Rising premium air passenger traffic through the Middle East bucked a broadly flat performance globally, according to the latest industry data.
In its March Premium Traffic Monitor report, the International Air Travel Association (Iata) said that routes such as Europe-Middle East and Middle East- Far East gained 7.5 per cent and 6.6 per cent respectively, despite growth in premium international air travel remaining broadly flat since August 2014 globally.
“Major economies in the Middle East, including Saudi Arabia and the United Arab Emirates, continue to show robust economic performance,” said the report.
“Weakness appears to be creeping in again in other regions, with business activity in emerging markets contracting in April for the first time during the past 12 months.
This could mean a continuation of the flat trend in volumes we have been seeing since late 2014.”
Saj Ahmad, the chief analyst at StrategicAero Research, said that the growth in premium travel in the Middle East was being spurred by the rapid expansion of Dubai International Airport and the related growth of the big regional carriers offering more options for global travel through the region.

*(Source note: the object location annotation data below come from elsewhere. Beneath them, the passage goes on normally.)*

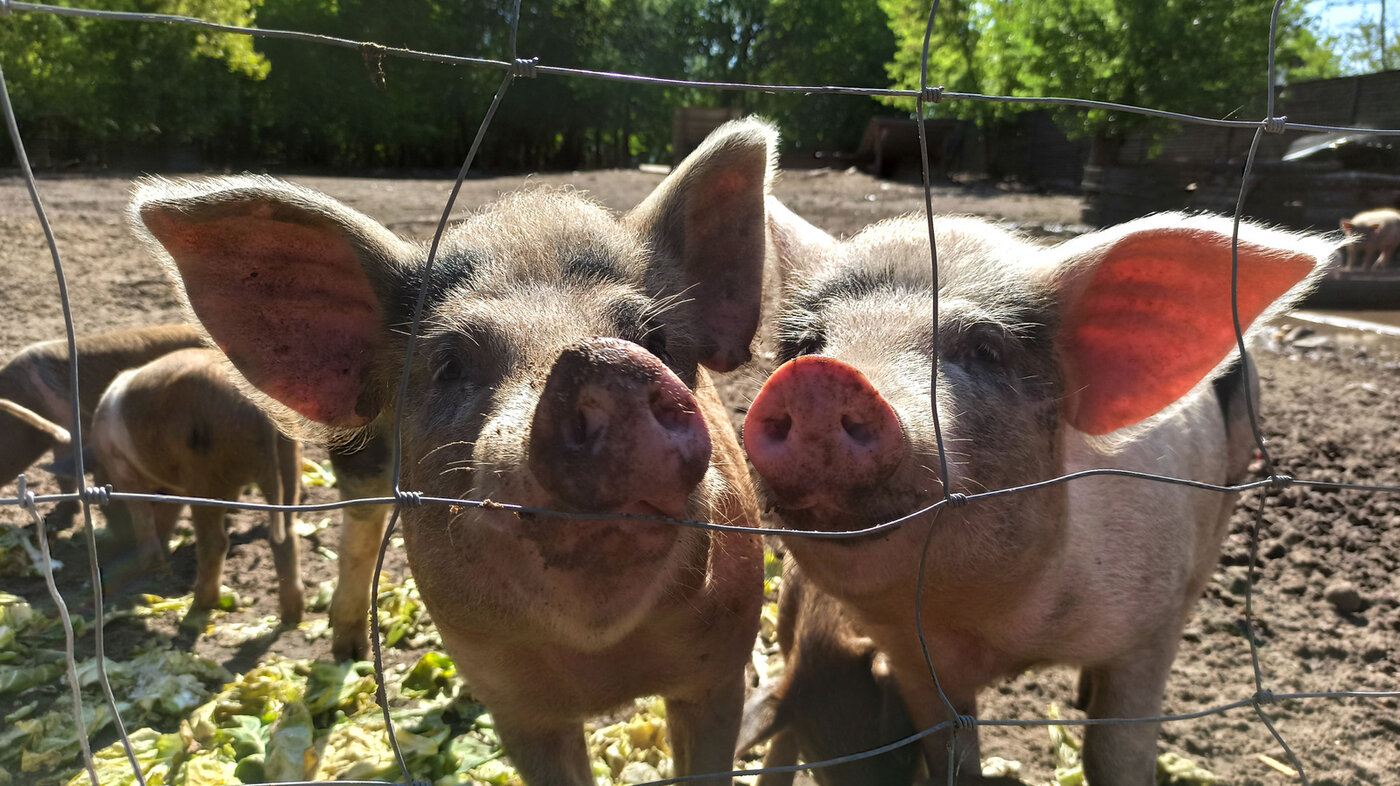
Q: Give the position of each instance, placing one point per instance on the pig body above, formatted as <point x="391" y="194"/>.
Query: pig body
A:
<point x="1374" y="237"/>
<point x="179" y="426"/>
<point x="836" y="697"/>
<point x="37" y="378"/>
<point x="559" y="367"/>
<point x="1089" y="355"/>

“This has led directly to more price elasticity and perhaps a slight softening of premium fares that entices passengers to pay a little bit more to fly either first or business class,” he said.
Other regions that looked promising were Europe and the US, according to Iata.
Premium international air travel was up 7.8 per cent within Europe in March, compared to 0.4 per cent in February, according to the report.
“There are signs of a pick-up in business confidence in the euro zone which could support growth ahead,” the report added.
The US was another outstanding performer for developed markets.
Recent gains in employment and business confidence have boosted both business and leisure travel, said Iata.